Die vorangefeuchtete HPMC-Lösung unter ständigem Rühren nach und nach hinzufügen, bis die gewünschte Konsistenz erreicht ist.

Passen Sie den Wassergehalt nach Bedarf an, um die gewünschte Verarbeitbarkeit zu erreichen.

b. Trockenmischverfahren:

HPMC mit trockenen Zutaten (Zement, Zuschlagstoffe, Fasern) in einem Mischer trocken vermischen.

Nach und nach Wasser unter ständigem Rühren hinzufügen, bis die gewünschte Konsistenz erreicht ist.

Gründlich vermischen, um eine gleichmäßige Verteilung von HPMC und den anderen Zutaten zu gewährleisten.

C. Kompatibilitätsprüfung: Kompatibilitätsprüfung mit HPMC und anderen Additiven, um eine ordnungsgemäße Wechselwirkung und Leistung sicherzustellen.

6. Anwendungstechnologie:

a. Substratvorbereitung: Stellen Sie sicher, dass das Substrat sauber, trocken und frei von Verunreinigungen ist.

b. Grundierung auftragen:

Den EIFS-Mörtelprimer mit einer Kelle oder einem Sprühgerät auf den Untergrund auftragen.

Achten Sie auf eine gleichmäßige Schichtdicke und eine gute Deckkraft, insbesondere an Kanten und Ecken.

Die Dämmplatte in den noch feuchten Mörtel einbetten und ausreichend Zeit zum Aushärten lassen.

C. Auftragen des Decklacks:

Die EIFS-Mörtel-Deckschicht wird mit einer Kelle oder einem Sprühgerät auf die ausgehärtete Grundierung aufgetragen.

Die Oberflächen nach Wunsch strukturieren oder bearbeiten, dabei auf Einheitlichkeit und Ästhetik achten.

Den Decklack gemäß den Empfehlungen des Herstellers aushärten lassen, um ihn vor rauen Witterungsbedingungen zu schützen.

7. Qualitätskontrolle und Prüfung:

a. Konsistenz: Überwachen Sie die Konsistenz des Mörtels während des gesamten Misch- und Auftragsprozesses, um eine gleichmäßige Konsistenz zu gewährleisten.

b. Haftung: Zur Beurteilung der Haftfestigkeit zwischen Mörtel und Untergrund werden Haftungsprüfungen durchgeführt.

C. Verarbeitbarkeit: Die Verarbeitbarkeit wird durch Setzversuche und Beobachtungen während der Bauphase beurteilt.

d.
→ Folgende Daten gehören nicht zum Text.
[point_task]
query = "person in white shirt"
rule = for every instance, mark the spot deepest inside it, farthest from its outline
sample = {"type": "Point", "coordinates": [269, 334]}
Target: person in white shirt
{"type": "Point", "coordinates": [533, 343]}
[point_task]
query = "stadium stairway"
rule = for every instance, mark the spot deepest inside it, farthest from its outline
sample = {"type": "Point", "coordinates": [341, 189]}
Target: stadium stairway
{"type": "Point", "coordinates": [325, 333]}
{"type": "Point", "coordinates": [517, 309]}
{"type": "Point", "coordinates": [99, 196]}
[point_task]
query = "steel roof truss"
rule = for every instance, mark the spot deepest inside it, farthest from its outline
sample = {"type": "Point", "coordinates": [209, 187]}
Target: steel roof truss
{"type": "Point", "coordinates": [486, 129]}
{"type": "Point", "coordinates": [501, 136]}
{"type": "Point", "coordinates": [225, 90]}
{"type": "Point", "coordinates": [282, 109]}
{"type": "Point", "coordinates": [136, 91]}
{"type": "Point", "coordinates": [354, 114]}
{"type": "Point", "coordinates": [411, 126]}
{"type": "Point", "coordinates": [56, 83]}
Dauerhaftigkeit: Führen Sie Dauerhaftigkeitstests durch, einschließlich Frost-Tau-Zyklen und Wasserdichtigkeitsprüfung, um die Langzeitleistung zu bewerten.

Die Verwendung von HPMC zur Herstellung von WDVS-Mörteln bietet zahlreiche Vorteile hinsichtlich Verarbeitbarkeit, Haftung, Standfestigkeit und Dauerhaftigkeit. Durch das Verständnis der Eigenschaften von HPMC und die Anwendung geeigneter Misch- und Verarbeitungstechniken können Bauunternehmen hochwertige WDVS-Installationen realisieren, die den Leistungsstandards entsprechen und die Ästhetik und Lebensdauer von Gebäuden verbessern.